L’objectif premier de la nouvelle équipe va être de réformer la gouvernance (lire l’interview de Gérard Clay dans ce numéro), pour impliquer davantage les élus et améliorer la rentabilité du groupe, qui reste fragile. Le résultat net est passé à 24 M€ sur l’exercice 2019-20 clos au 31 mars contre – 260 M€ un an plus tôt. Mais, sur le premier semestre 2020-2021 clos au 30 septembre 2020, le résultat net est resté négatif à – 6 M€ contre – 24 M€ un an plus tôt, malgré une amélioration de l’Ebitda du semestre (237 M€ contre 111 M€ en 2019-20). La récolte catastrophique de la campagne betteravière 2020 devrait fortement peser sur les comptes cette année.
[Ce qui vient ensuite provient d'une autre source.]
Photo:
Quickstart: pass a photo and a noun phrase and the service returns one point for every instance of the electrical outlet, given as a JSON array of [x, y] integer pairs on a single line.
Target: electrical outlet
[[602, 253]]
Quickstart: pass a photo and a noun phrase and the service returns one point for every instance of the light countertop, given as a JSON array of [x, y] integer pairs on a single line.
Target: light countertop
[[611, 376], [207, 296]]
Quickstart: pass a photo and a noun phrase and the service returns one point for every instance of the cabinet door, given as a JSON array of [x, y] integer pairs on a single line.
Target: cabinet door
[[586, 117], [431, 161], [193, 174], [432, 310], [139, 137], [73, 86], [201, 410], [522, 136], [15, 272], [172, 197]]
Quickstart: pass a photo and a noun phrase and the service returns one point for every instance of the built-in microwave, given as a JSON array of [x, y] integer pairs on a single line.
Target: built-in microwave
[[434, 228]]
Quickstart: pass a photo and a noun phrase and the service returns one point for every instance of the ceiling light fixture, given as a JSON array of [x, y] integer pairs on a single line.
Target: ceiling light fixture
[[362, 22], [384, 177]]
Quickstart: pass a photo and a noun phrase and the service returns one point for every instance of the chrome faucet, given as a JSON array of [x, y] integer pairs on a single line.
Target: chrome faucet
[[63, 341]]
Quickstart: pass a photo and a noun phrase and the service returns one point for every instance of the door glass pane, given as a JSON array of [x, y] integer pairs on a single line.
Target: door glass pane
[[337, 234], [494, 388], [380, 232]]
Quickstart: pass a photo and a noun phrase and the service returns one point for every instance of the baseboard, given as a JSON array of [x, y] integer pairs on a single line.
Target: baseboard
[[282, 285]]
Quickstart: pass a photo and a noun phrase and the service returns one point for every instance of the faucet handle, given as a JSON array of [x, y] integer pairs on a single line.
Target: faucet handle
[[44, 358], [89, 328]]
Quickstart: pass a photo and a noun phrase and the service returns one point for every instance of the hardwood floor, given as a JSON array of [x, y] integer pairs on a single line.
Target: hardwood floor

Des activités non essentielles
La tâche de la nouvelle direction va être ardue. Le géant sucrier, présent sur quatre continents avec 22 300 salariés dans le monde, est lourdement endetté : 2,56 mds€ de dette financière sur l’exercice 2019-20. Le conseil de surveillance ne fait pas mystère de sa volonté de la réduire au plus vite, pour doter le groupe de meilleures marges de manœuvre. Un triple audit (financier, industriel et commercial) a été lancé pour identifier les forces et les faiblesses, et certains poids dont il faudra se séparer. « Perdre 20 à 25 millions d’euros par an au Mozambique n’est pas durable », insiste Gérard Clay. Une fois délesté de certaines diversifications non essentielles, Tereos entend donner la priorité à trois piliers : le sucre en France, l’amidon et la canne au Brésil, pour leur permettre d’être mieux armés dans le contexte d’une concurrence mondiale acharnée. Aucune usine ne devrait être fermée en France, mais « il faudra que les outils soient saturés » pour améliorer leur rentabilité. Pour cela, les planteurs devront semer suffisamment en 2021.
Enfin, la nouvelle équipe entend remettre les adhérents au centre des préoccupations du groupe. « Le prix de base de la betterave doit être rémunéré par les activités de Tereos France, auquel s’ajoutent des dividendes issus de la diversification », insiste Gérard Clay. La logique de transparence et de partage des informations sera poursuivie avec les élus. « Nous nous sommes battus en 2017 pour installer un comité de rémunération et un comité d’audit. C‘est par notre action que ces comités ont pu voir le jour pour porter à la connaissance des élus le montant des rémunérations des dirigeants », rappelle le président du conseil de surveillance. Gérard Clay et ses soutiens affirment vouloir apaiser les tensions et réconcilier les deux clans qui se sont affrontés durant de longs mois. Cela sera décisif pour permettre au groupe d’avancer à nouveau sereinement.